- From: Bjoern Hoehrmann <derhoermi@gmx.net>
- Date: Sun, 17 Oct 2004 11:41:28 +0200
- To: xml-editor@w3.org
Dear XML Core Working Group, I am unable to find your public response that formally addresses an issue raised by David Carlisle on the XML 1.1 Proposed Recommendation which is publicly archived at http://lists.w3.org/Archives/Public/xml-editor/2003OctDec/0048.html which you have apparently rejected (the Recommendation contains the same apparently contradictory text). The relevant text in the Recommendation is: [...] To simplify the tasks of applications, the XML processor MUST behave as if it normalized all line breaks in external parsed entities (including the document entity) on input, before parsing, by translating all of the following to a single #xA character: [...] The characters #x85 and #x2028 cannot be reliably recognized and translated until an entity's encoding declaration (if present) has been read. Therefore, it is a fatal error to use them within the XML declaration or text declaration. [...] I do not understand this either.

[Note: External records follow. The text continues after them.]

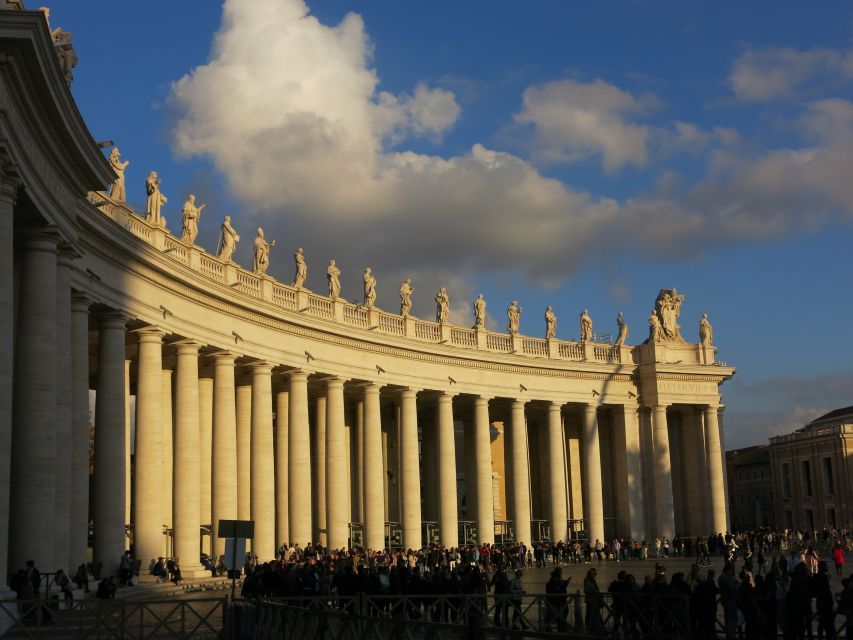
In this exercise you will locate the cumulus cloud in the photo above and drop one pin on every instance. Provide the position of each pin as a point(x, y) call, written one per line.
point(771, 73)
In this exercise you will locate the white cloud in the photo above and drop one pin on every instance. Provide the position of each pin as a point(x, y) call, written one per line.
point(780, 72)
point(573, 121)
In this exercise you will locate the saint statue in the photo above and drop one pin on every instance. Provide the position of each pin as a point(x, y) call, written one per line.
point(706, 331)
point(262, 253)
point(668, 308)
point(155, 200)
point(406, 290)
point(442, 306)
point(228, 240)
point(513, 315)
point(550, 323)
point(586, 326)
point(190, 216)
point(333, 274)
point(301, 269)
point(623, 329)
point(117, 191)
point(369, 288)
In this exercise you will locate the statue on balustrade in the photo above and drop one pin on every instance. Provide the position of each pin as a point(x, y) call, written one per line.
point(706, 331)
point(480, 312)
point(369, 288)
point(190, 215)
point(333, 274)
point(406, 290)
point(586, 326)
point(513, 315)
point(668, 307)
point(228, 240)
point(117, 191)
point(550, 323)
point(623, 329)
point(301, 269)
point(155, 200)
point(442, 306)
point(262, 253)
point(655, 332)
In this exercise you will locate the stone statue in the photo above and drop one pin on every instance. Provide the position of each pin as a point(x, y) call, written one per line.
point(301, 269)
point(155, 200)
point(550, 323)
point(480, 312)
point(655, 333)
point(406, 290)
point(117, 191)
point(513, 315)
point(333, 274)
point(706, 331)
point(190, 216)
point(586, 326)
point(442, 306)
point(668, 308)
point(228, 240)
point(262, 253)
point(623, 329)
point(369, 288)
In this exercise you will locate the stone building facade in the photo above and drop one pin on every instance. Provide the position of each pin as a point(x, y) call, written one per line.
point(319, 419)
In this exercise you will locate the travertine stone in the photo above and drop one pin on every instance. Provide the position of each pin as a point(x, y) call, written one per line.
point(374, 493)
point(448, 520)
point(223, 488)
point(485, 512)
point(336, 486)
point(108, 500)
point(186, 465)
point(556, 473)
point(592, 495)
point(520, 473)
point(263, 466)
point(299, 458)
point(148, 483)
point(33, 437)
point(662, 473)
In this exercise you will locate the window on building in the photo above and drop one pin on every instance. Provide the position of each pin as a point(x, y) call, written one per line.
point(828, 480)
point(786, 480)
point(806, 480)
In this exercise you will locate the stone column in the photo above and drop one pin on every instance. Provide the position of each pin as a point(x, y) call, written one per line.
point(78, 531)
point(148, 472)
point(485, 511)
point(205, 444)
point(299, 459)
point(320, 468)
point(223, 488)
point(335, 464)
point(168, 426)
point(186, 464)
point(243, 404)
point(520, 474)
point(662, 474)
point(62, 505)
point(715, 470)
point(282, 520)
point(374, 493)
point(448, 518)
point(557, 473)
point(410, 471)
point(32, 495)
point(108, 485)
point(9, 184)
point(593, 492)
point(263, 466)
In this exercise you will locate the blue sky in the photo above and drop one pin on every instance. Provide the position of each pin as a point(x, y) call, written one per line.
point(578, 155)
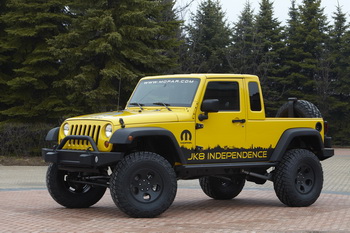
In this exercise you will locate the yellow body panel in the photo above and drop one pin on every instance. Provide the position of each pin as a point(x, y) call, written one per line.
point(213, 140)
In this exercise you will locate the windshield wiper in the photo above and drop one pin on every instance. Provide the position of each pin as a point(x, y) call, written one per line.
point(137, 104)
point(163, 104)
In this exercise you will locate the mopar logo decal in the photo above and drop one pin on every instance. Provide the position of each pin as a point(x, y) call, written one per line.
point(186, 135)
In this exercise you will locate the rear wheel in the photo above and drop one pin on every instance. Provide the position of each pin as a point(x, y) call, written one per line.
point(143, 185)
point(221, 188)
point(64, 189)
point(298, 179)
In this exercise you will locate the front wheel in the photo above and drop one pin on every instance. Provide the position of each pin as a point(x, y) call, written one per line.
point(298, 179)
point(143, 185)
point(66, 191)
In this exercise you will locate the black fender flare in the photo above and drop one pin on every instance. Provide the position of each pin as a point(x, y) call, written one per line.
point(52, 135)
point(127, 135)
point(290, 134)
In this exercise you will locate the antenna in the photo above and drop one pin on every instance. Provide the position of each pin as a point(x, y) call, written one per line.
point(120, 84)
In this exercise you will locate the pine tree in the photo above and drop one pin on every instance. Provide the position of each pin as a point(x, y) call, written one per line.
point(113, 43)
point(242, 58)
point(339, 104)
point(208, 38)
point(28, 25)
point(5, 63)
point(307, 47)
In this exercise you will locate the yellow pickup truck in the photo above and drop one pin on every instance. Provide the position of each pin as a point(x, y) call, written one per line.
point(210, 127)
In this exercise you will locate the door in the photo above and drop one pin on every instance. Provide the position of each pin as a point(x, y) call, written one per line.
point(221, 137)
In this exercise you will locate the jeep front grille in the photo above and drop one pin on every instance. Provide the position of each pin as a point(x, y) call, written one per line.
point(82, 129)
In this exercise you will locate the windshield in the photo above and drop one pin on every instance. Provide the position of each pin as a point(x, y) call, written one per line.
point(168, 92)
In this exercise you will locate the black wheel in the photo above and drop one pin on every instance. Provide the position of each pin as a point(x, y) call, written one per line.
point(302, 109)
point(298, 179)
point(68, 193)
point(143, 185)
point(221, 188)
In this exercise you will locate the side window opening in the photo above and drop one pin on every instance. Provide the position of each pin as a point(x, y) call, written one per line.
point(226, 92)
point(254, 96)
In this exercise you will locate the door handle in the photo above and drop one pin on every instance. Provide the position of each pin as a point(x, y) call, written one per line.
point(238, 121)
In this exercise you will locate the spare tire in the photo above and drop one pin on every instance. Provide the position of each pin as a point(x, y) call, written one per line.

Please point me to your response to David which will hopefully answer the following questions: * Why is it (in theory) not possible to recognize these characters reliably or (in theory) with less reliability than recognizing any other character such as U+0020? * How can a processor detect this error if it is not possible to recognize the offending characters reliably? * How can a processor detect this error if it is not possible that these characters are present when parsing the XML declaration due to line break normalization? regards.